The Pennsylvania Senate today unanimously approved legislation that would create a statewide review committee to identify and investigate pregnancy-related deaths among expectant and new mothers, according to Senators Lisa Baker (R-20) and Judy Schwank (D-11), who strongly supported the measure.
Baker, who chairs the Senate Health and Human Services Committee, said House Bill 1869 would establish a 14-member Maternal Mortality Review Committee, made up of experts who would obtain a more accurate count of the deaths of women who die within one year of the end of a pregnancy, determine their cause and develop recommendations to prevent such deaths.
“National maternal mortality rates have seen a sharp increase in the United States, and the rate has more than doubled in Pennsylvania since 1994,” Baker said. “We need to better identify the cause of pregnancy-related deaths and recommend actions to prevent them.”
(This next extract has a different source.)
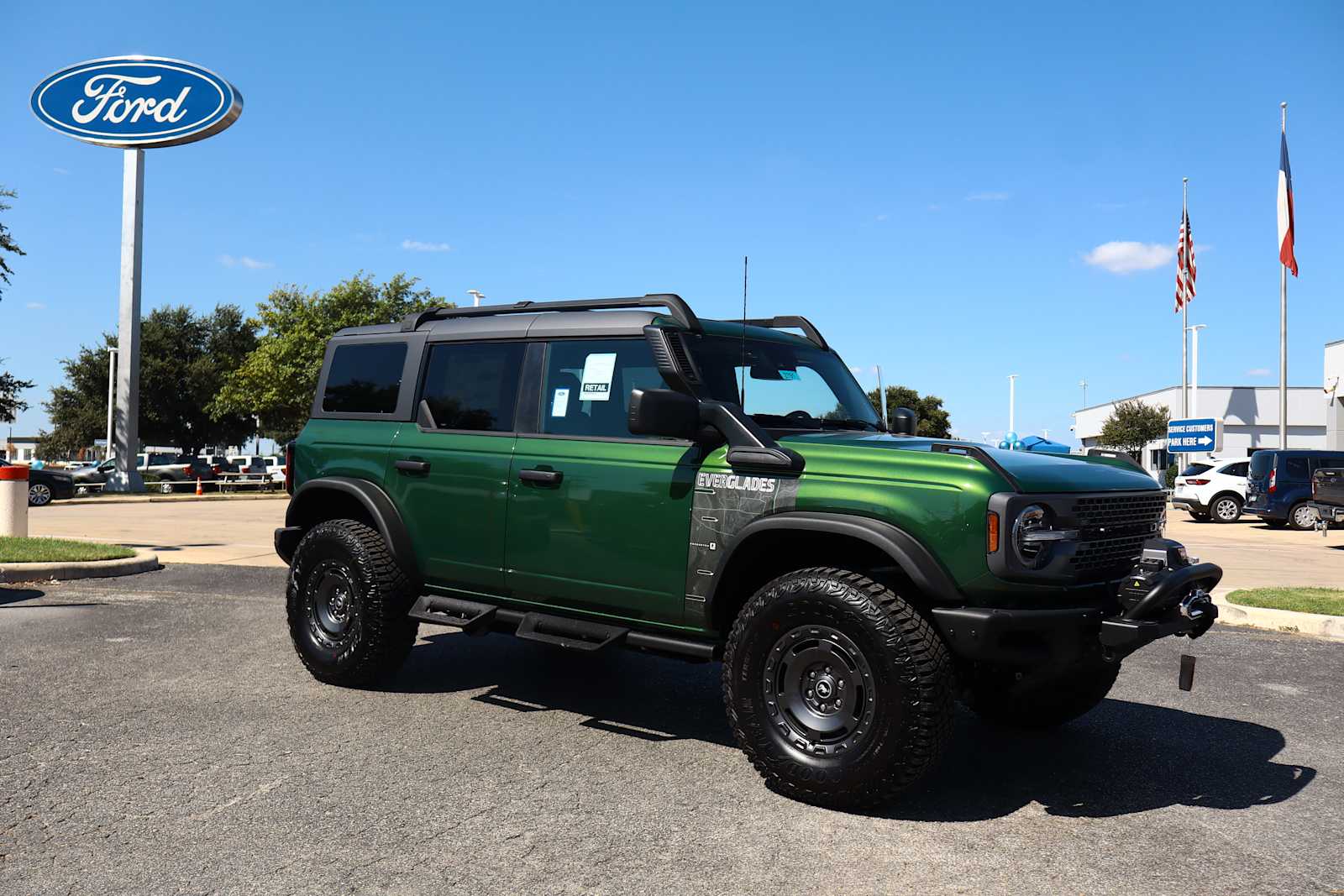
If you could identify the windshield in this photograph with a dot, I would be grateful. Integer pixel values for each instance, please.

Between 700 and 900 women die each year in the U.S. from causes related to pregnancy or childbirth, and the rate of life-threatening complications has soared in the past few decades, impacting more than 50,000 women annually.
“It is truly unacceptable that a country the world often turns to for medical advances is still seeing an increase in the maternal mortality rate. Over the span of 14 years, the U.S. maternal mortality rate increased by 26 percent,” said Schwank who serves as the minority chair of the Health and Human Services Committee. “We need data – accurate data – to find ways to improve quality of care and educate health professionals, women, and families about preventing pregnancy-related deaths and complications.”
“The creation of this committee will play a critical role in ensuring that pregnancy-related deaths are identified and reviewed, and in promoting initiatives to prevent these tragedies,” Baker said. “Our goal is to consistently track and record this data so we can translate it into policy changes that can help save lives.”
Currently, 32 states, including the surrounding states of Delaware, Maryland, New Jersey, New York, Ohio and West Virginia, have maternal mortality review committees in operation or in development.